Eurocopter has finally admitted it cannot meet its self-imposed end-February deadline to return the global EC225 fleet to unrestricted service as it has been unable to identify the root cause of two North Sea ditchings in 2012.
The airframer's chief executive Lutz Bertling made the promise to an oil and gas industry forum in November. However, the manufacturer has now revealed its tests on the main gearbox bevel gear vertical shaft - the component that cracked in both incidents - have failed to produce any concrete answers.
Although it says it has been trying to identify a "most probable root cause" for the issue, it admits "this Eurocopter assumption has not been proven by tests".
A third test campaign will be launched at the end of January, it says, which will be "more sophisticated" than previous efforts.
"Bench test results are expected at the end of February," it says.

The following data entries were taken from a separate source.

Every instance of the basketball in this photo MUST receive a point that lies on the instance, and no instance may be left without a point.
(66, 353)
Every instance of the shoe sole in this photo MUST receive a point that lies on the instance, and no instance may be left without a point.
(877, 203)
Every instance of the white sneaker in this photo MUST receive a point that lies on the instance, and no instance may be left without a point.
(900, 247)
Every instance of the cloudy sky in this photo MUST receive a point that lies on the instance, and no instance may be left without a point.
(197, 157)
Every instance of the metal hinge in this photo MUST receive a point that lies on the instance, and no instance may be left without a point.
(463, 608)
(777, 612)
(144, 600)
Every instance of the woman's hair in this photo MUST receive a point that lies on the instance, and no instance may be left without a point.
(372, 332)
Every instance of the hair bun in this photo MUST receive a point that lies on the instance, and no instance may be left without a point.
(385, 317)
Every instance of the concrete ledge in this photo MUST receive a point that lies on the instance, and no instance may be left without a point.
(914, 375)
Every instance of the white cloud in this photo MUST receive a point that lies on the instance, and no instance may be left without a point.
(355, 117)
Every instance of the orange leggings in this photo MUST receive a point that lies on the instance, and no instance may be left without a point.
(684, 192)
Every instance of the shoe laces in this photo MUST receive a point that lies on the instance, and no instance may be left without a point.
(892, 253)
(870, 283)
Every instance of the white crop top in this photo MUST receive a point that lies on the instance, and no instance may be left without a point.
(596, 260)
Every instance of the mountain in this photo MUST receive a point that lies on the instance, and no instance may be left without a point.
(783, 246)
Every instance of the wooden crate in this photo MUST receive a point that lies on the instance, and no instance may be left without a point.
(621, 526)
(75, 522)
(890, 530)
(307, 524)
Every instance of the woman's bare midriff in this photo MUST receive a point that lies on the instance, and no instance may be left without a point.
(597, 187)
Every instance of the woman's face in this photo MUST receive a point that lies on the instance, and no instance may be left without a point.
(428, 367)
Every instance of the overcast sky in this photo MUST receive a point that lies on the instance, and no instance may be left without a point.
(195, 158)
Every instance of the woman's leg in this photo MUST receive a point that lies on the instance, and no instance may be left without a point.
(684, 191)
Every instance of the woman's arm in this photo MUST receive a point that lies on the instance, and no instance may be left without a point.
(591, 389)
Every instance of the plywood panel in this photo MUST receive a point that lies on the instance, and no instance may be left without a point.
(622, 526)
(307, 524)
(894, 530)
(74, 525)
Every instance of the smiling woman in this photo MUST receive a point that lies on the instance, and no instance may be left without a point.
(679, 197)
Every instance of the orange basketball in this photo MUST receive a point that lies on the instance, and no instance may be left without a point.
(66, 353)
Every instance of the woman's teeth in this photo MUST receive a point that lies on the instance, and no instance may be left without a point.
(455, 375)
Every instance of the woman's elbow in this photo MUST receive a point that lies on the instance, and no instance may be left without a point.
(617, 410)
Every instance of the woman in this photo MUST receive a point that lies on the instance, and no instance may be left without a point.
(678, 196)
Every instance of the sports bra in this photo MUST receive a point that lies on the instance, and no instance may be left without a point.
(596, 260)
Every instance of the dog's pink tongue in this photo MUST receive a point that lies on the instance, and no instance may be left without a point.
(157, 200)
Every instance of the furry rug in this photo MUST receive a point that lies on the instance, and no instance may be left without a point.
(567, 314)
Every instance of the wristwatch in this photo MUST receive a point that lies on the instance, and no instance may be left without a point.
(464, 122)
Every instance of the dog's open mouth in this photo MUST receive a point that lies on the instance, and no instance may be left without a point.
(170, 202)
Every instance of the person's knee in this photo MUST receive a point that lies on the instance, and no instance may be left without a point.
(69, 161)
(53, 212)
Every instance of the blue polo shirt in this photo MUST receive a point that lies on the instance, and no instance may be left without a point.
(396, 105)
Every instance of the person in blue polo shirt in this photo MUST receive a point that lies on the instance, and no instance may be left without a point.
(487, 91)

"In addition, evaluations will continue on three alternative scenarios for the failures' cause and all results will be shared with the UK [Air Accidents Investigation Branch]."
Eurocopter says it is working with USA-based engineering consultancy Shainin Engineering on the issue. Shainin was previously employed by sister company Airbus to solve the cracking of wing components on the A380.
"The investigation remains the highest priority for the Eurocopter teams and the group is fully committed to complete testing and agreeing on corrective measures with the authorities and the various industry stakeholders," the airframer says.
Once the cause is found, Eurocopter still needs to identify a solution, certificate it and roll it out to EC225s across the world.
Civil aviation regulators in Norway and the UK have banned overwater flights of the type, leading to the grounding of 25 airframes across the North Sea region, as revealed by Flightglobal's Ascend Online database. The remainder of the global fleet can perform overwater flights, but with restrictions in place.